Robin Shepherd brilliantly dissects the increasingly hostile criticism of Israel from Europe


By Robin Shepherd
Weidenfeld & Nicolson, £16.99

The Middle East conflict is being played out in two theatres. One is on the ground, where territory is won or ceded, lives lost and bodies wounded and maimed. The other is in the air-waves and in print, in university lecture theatres and trade union congresses. Here, it is minds that are lost and won.

However well Israel has managed in the former, recent years have seen it steadily losing ground in the latter in the face of a mounting campaign of vilification from a growing and ever more audible chorus.

Virulently antisemitic hostility towards Israel is rife throughout the Arab world. Through mosque, madrassa and the internet, it has spread across the Muslim world, including Europe where Muslims have increasing presence and voice.

It is, however, between western non-Muslims that the decisive battle of ideas is currently being waged and where Israel is doing so badly. And it is the increasing size and influence of antipathy towards Israel among European opinion-formers with which Shepherd is principally concerned in his meticulously documented, cogently argued, and brilliantly illuminating book.

This conflict of opinion is said to date from 1967, and Israel’s crushing victory in the Six-Day War. Its occupation of the West Bank and Gaza, still necessary because of continuing Arab “rejectionism”, transmuted Israel in the eyes of European commentators from plucky anti-colonial underdog to oppressor.

Enmity has grown since the second intifida and now poses, according to Shepherd, an existential threat to Israel, despite European political leaders and most American commentators hitherto being immune to it. Shepherd explains why:

“In Europe… hostility to Israel is nowhere near as striking at the peaks of the political landscape as in the subterranean caverns below. But at some point, the tectonic movements of cultural change must inevitably push peaks, caverns and everything else together… forg[ing] anew the look and feel of political life…”

To demonstrate its extent and virulence, readers are taken through those subterranean caverns. Here, Israel is regularly described as “shit”, and likened to Nazi Germany and to South Africa under apartheid. It is being accused of all manner of war crimes and human-rights violations, from disproportionate force, through racism and ethnic cleansing, to genocide.

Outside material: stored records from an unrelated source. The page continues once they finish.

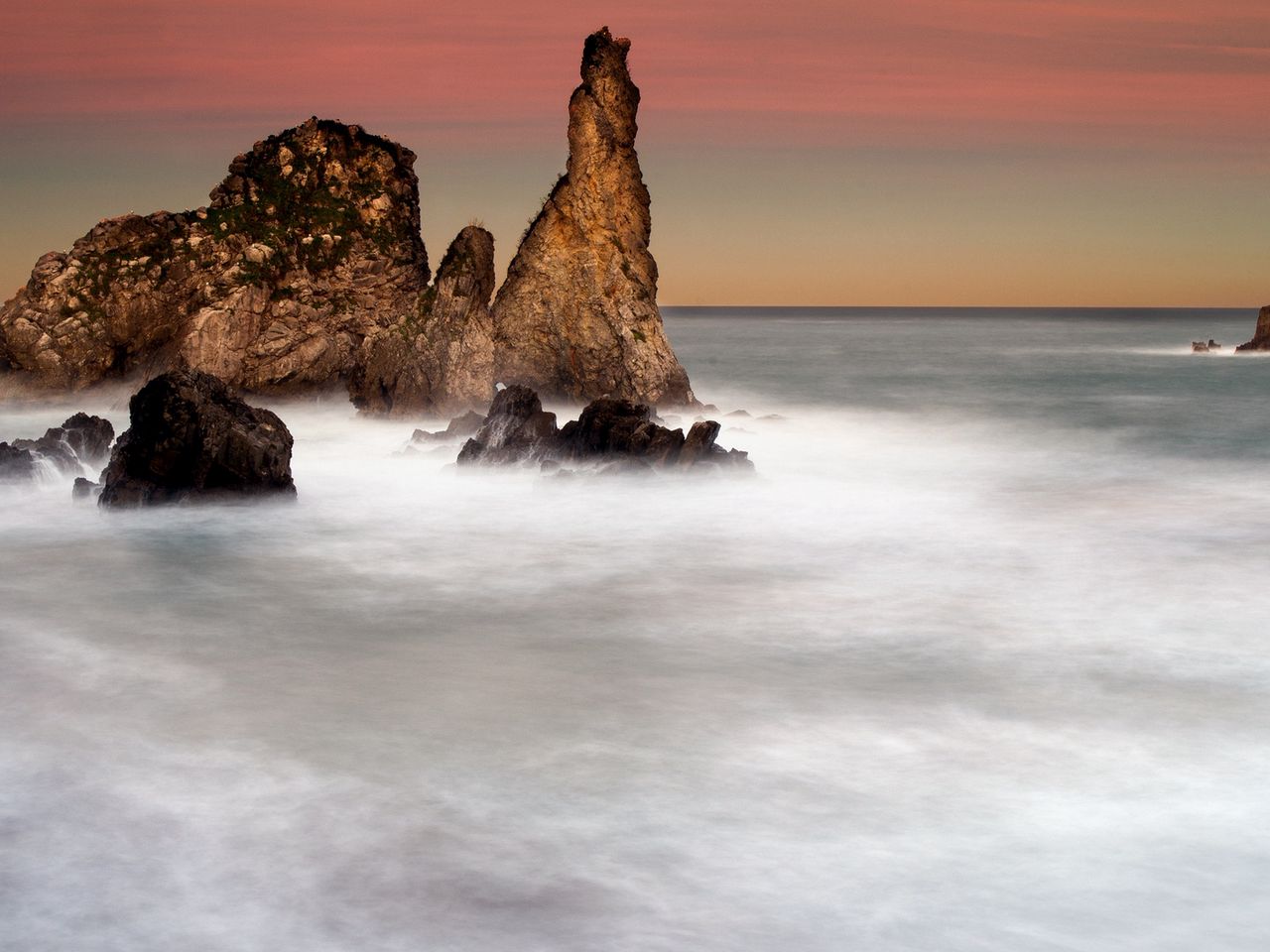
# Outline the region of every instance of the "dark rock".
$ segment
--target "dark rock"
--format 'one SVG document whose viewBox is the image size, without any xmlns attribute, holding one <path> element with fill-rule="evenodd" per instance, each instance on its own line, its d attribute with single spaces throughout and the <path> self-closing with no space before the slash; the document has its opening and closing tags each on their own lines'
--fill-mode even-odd
<svg viewBox="0 0 1270 952">
<path fill-rule="evenodd" d="M 679 451 L 679 465 L 692 466 L 710 457 L 714 442 L 719 438 L 719 424 L 715 420 L 693 423 Z"/>
<path fill-rule="evenodd" d="M 114 426 L 103 416 L 77 413 L 62 424 L 62 437 L 81 463 L 99 467 L 110 456 Z"/>
<path fill-rule="evenodd" d="M 1236 350 L 1270 350 L 1270 305 L 1261 308 L 1257 315 L 1257 329 L 1252 334 L 1252 340 L 1240 344 Z"/>
<path fill-rule="evenodd" d="M 95 472 L 102 467 L 113 439 L 114 426 L 109 420 L 79 413 L 61 426 L 44 430 L 38 439 L 15 439 L 10 449 L 27 453 L 30 477 L 39 471 L 41 462 L 51 463 L 62 476 L 80 476 L 85 470 Z M 18 473 L 25 471 L 25 463 L 11 453 L 10 457 L 8 479 L 22 479 Z"/>
<path fill-rule="evenodd" d="M 24 482 L 36 479 L 36 457 L 29 449 L 0 443 L 0 482 Z"/>
<path fill-rule="evenodd" d="M 93 480 L 85 480 L 83 476 L 76 476 L 75 485 L 71 486 L 71 499 L 91 499 L 100 491 L 100 484 L 93 482 Z"/>
<path fill-rule="evenodd" d="M 291 433 L 221 380 L 171 371 L 137 391 L 102 473 L 99 505 L 295 496 Z"/>
<path fill-rule="evenodd" d="M 556 437 L 555 414 L 542 409 L 532 390 L 513 383 L 494 396 L 485 423 L 458 451 L 457 462 L 536 462 L 552 454 Z"/>
<path fill-rule="evenodd" d="M 745 453 L 715 446 L 716 421 L 696 424 L 685 439 L 683 430 L 659 426 L 650 418 L 646 404 L 601 397 L 556 432 L 555 415 L 542 413 L 537 395 L 512 386 L 494 399 L 485 425 L 467 440 L 458 462 L 537 462 L 544 472 L 579 463 L 606 473 L 673 465 L 753 468 Z"/>
<path fill-rule="evenodd" d="M 485 418 L 479 413 L 469 410 L 462 416 L 456 416 L 450 421 L 450 425 L 443 430 L 436 430 L 428 433 L 427 430 L 415 430 L 410 437 L 411 443 L 447 443 L 451 439 L 461 439 L 462 437 L 471 437 L 476 434 L 476 430 L 484 425 Z"/>
</svg>

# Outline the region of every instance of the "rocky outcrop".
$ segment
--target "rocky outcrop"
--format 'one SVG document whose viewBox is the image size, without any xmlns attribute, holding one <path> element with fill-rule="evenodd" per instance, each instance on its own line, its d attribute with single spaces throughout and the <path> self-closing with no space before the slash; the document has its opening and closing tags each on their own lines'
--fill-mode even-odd
<svg viewBox="0 0 1270 952">
<path fill-rule="evenodd" d="M 1261 308 L 1257 315 L 1257 329 L 1252 334 L 1252 340 L 1240 344 L 1236 350 L 1270 350 L 1270 305 Z"/>
<path fill-rule="evenodd" d="M 61 476 L 97 472 L 114 440 L 114 426 L 102 416 L 79 413 L 38 439 L 0 443 L 0 481 L 30 480 L 41 472 Z"/>
<path fill-rule="evenodd" d="M 458 465 L 544 459 L 555 453 L 556 437 L 555 414 L 532 390 L 513 385 L 494 397 L 485 423 L 458 451 Z"/>
<path fill-rule="evenodd" d="M 483 407 L 497 381 L 693 404 L 657 307 L 629 48 L 587 38 L 568 171 L 493 308 L 493 236 L 464 228 L 429 284 L 414 154 L 312 118 L 237 156 L 207 207 L 109 218 L 41 258 L 0 308 L 0 369 L 57 390 L 169 369 L 347 386 L 394 416 Z"/>
<path fill-rule="evenodd" d="M 0 363 L 79 388 L 166 368 L 329 386 L 428 282 L 414 154 L 310 119 L 237 156 L 193 212 L 97 225 L 0 310 Z"/>
<path fill-rule="evenodd" d="M 629 48 L 607 28 L 587 38 L 569 100 L 568 170 L 494 302 L 494 374 L 568 400 L 691 404 L 657 307 Z"/>
<path fill-rule="evenodd" d="M 221 380 L 164 373 L 132 396 L 128 410 L 128 429 L 102 473 L 99 505 L 295 496 L 291 433 Z"/>
<path fill-rule="evenodd" d="M 601 397 L 577 420 L 556 429 L 555 414 L 528 387 L 513 385 L 494 397 L 489 416 L 458 453 L 458 463 L 582 466 L 602 471 L 632 468 L 733 468 L 752 471 L 749 456 L 715 446 L 719 424 L 693 424 L 685 438 L 652 419 L 646 404 Z"/>
<path fill-rule="evenodd" d="M 485 406 L 494 393 L 494 236 L 469 225 L 415 310 L 363 345 L 349 387 L 358 409 L 401 416 Z"/>
</svg>

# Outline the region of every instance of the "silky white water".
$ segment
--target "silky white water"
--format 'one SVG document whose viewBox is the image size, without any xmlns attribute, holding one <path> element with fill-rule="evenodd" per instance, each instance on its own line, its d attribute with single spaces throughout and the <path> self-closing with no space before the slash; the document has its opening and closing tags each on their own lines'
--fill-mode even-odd
<svg viewBox="0 0 1270 952">
<path fill-rule="evenodd" d="M 0 946 L 1270 946 L 1248 316 L 667 326 L 757 477 L 311 402 L 295 504 L 0 487 Z"/>
</svg>

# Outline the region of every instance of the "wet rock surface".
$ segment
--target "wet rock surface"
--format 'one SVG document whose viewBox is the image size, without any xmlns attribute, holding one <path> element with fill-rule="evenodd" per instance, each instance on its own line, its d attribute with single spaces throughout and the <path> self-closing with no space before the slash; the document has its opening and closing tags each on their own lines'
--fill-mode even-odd
<svg viewBox="0 0 1270 952">
<path fill-rule="evenodd" d="M 547 397 L 691 404 L 657 307 L 629 50 L 607 28 L 587 38 L 569 100 L 568 169 L 494 302 L 494 372 Z"/>
<path fill-rule="evenodd" d="M 538 465 L 599 471 L 729 468 L 752 472 L 748 453 L 715 444 L 719 424 L 693 424 L 688 435 L 653 421 L 652 409 L 617 397 L 588 404 L 577 420 L 556 429 L 537 393 L 511 386 L 494 397 L 481 429 L 458 453 L 460 465 Z"/>
<path fill-rule="evenodd" d="M 114 426 L 102 416 L 77 413 L 38 439 L 0 443 L 0 480 L 36 479 L 51 466 L 62 476 L 97 472 L 114 440 Z"/>
<path fill-rule="evenodd" d="M 1240 344 L 1236 350 L 1270 350 L 1270 305 L 1257 314 L 1257 327 L 1252 334 L 1252 340 Z"/>
<path fill-rule="evenodd" d="M 130 426 L 102 473 L 103 506 L 295 496 L 291 433 L 198 371 L 160 374 L 130 402 Z"/>
</svg>

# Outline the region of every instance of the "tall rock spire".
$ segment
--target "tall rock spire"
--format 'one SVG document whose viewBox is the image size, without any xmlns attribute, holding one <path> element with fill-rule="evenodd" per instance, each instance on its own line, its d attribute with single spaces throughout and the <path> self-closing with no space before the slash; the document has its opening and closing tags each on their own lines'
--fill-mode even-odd
<svg viewBox="0 0 1270 952">
<path fill-rule="evenodd" d="M 635 155 L 630 41 L 587 37 L 569 100 L 569 165 L 494 302 L 494 369 L 544 395 L 693 401 L 657 308 L 649 194 Z"/>
</svg>

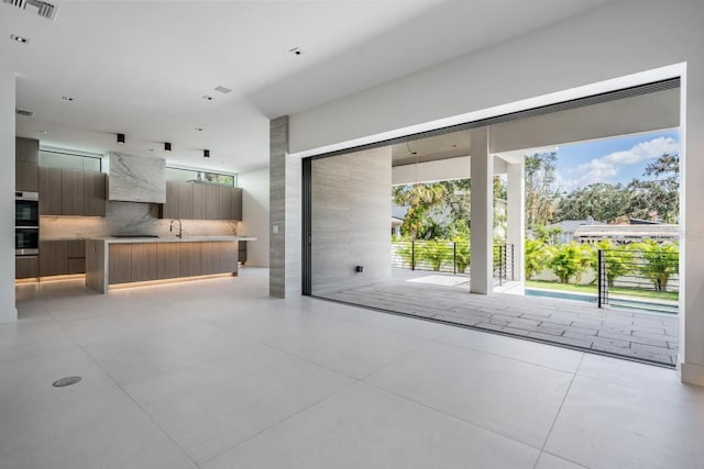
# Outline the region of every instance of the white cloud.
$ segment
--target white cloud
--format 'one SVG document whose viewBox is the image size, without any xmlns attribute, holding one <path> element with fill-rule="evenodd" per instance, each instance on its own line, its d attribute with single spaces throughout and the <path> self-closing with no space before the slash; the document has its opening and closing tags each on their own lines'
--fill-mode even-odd
<svg viewBox="0 0 704 469">
<path fill-rule="evenodd" d="M 666 153 L 678 153 L 679 149 L 678 141 L 672 137 L 658 137 L 648 142 L 641 142 L 634 145 L 630 149 L 614 152 L 581 164 L 576 169 L 570 171 L 579 175 L 575 179 L 562 178 L 563 188 L 572 190 L 596 182 L 613 182 L 624 166 L 656 159 Z"/>
</svg>

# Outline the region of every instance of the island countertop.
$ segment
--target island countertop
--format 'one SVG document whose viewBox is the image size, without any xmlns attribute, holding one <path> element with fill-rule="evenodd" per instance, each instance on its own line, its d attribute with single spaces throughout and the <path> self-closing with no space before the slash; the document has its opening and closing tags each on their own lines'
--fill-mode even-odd
<svg viewBox="0 0 704 469">
<path fill-rule="evenodd" d="M 120 243 L 207 243 L 207 242 L 226 242 L 226 241 L 256 241 L 254 236 L 134 236 L 134 237 L 96 237 L 89 238 L 90 241 L 102 241 L 106 244 L 120 244 Z"/>
<path fill-rule="evenodd" d="M 86 239 L 86 287 L 238 275 L 240 242 L 253 236 L 133 236 Z"/>
</svg>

All grounds for such disparagement are shown by Shepherd to be spurious. Only by ignoring the context in which Israel must act have European bien pensants made their antipathy seem warranted.

What, then, explains it, if it has no genuine basis? It is said partly to stem from European loss of self-belief. Europe cannot relate to Israel’s nationalism, religious identity and willingness to use force against threat. Partly, too, it stems from residual attachment among European chattering classes to the world-view of the radical left, with which so many were once associated. Israel offers them a pretext to vent anti-racist, anti-colonial, anti-apartheid and anti-American sentiment. “It helps them feel alive again.”

This is the best book on the Middle East conflict to appear in years, albeit one deeply disquieting for friends of Israel. It should be compulsory reading for all professing interest or expertise on the subject.